Kottbullar are known all over the world as Swedish meatballs.
The traditional way to prepare kottbullar is köttbullar med gräddsås or meatballs with cream sauce.
The traditional side dishes served with kottbullar include pressgurka (pressed cucumber), rårörda lingon (lingonberry sauce) and potatismos (mashed potatoes). The Swedish meatball recipe can be served with boiled potatoes or egg noodles as well.
What is the origin of Swedish meatballs?
Swedish meatballs or köttbullar are thought to have been brought to Sweden by King Charles XII after his exile in Istanbul in 1713. Meatballs and kebabs have long been a staple of Middle Eastern cuisine and have been featured on 196 flavors numerous times, including in recipes for Iran’s chelo kebab, Pakistan’s koftas, Australia’s rissoles, cevapi from the Balkans or Romania’s chifteles.
The Swedish word for meatball, köttbullar, first appeared in Swedish print a few decades later in Cajsa Warg’s 1754 cookbook. Anna Christina Warg, better known as Cajsa Warg, is one of the most famous cooks in Swedish history.
Köttbullar are traditionally made with pork or beef, a combination of both, and sometimes include veal as well. Swedish meatballs are usually served at buffets and smorgasbords. They were highly prized as beef was considered a luxury ingredient at the time.
They became popular in the United States after the immigration of Scandinavians to the northern Midwest States in the nineteenth and early twentieth century. During that period, more than 1.3 million Swedes migrated to the US.
IKEA’s infamous Swedish meatball recipe
You can easily find lingonberry jam or sauce at IKEA but I was able to find it closer to my home at Cost Plus World Market.

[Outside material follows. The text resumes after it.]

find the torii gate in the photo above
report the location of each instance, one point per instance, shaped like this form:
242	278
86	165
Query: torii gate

As for the pressgurka (pressed cucumber), this was the perfect side to the kottbullar and lingonberry sauce, providing some crunch, saltiness and acidity to the sweet and creaminess of the rest of the dish.
The end result is a very tasty, colorful, attractive and festive meal.
- 4 tablespoons breadcrumbs
- 4 tablespoons milk
- ½ lb ground pork
- ½ lb ground beef (or ground veal, or both)
- 3 tablespoons grated onion
- 1 egg , lightly beaten
- 4 whole allspice , crushed
- White pepper
- 2 tablespoons unsalted butter (for frying)
- 1¼ cup beef stock
- 3 tablespoons cornstarch , dissolved in 2 tablespoons water
- 1 tablespoon soy sauce
- Freshly ground black pepper
- ½ cup heavy whipping cream
- Put the breadcrumbs in a large bowl and add 4 tablespoons of milk. Leave the breadcrumbs to absorb the milk for about 5 minutes.
- Add the ground meat, grated onion, egg, allspice salt and white pepper to the bowl. Mix until everything is combined.
- Take a tablespoon of the mixture and roll it until it is round. Rinse your hands in cold water if the mixture is too sticky. Repeat until you have used up all the mixture, by which time you should have between 25 and 30 meatballs.
- Heat a tablespoon of butter in a frying pan over a medium high heat.
- Fry half the meatballs, shaking the pan frequently as you add them.
- When they are browned, turn down the heat and cook for 10 more minutes.
- Remove the meatballs from the pan and keep warm.
- Add another tablespoon of butter and fry the remaining meatballs in the same way.
- When the meatballs are cooked, remove them from the pan.
- Add the stock and cornstarch mixture to the pan.
- Stir thoroughly and then simmer for 5 minutes.
- Add the soy sauce, salt, black pepper and cream. Heat for a couple more minutes, stirring continuously.
- Serve the meatballs with lingonberries or lingonberry jam, mashed potatoes, pressed cucumber and a light coating of the creamy gravy sauce.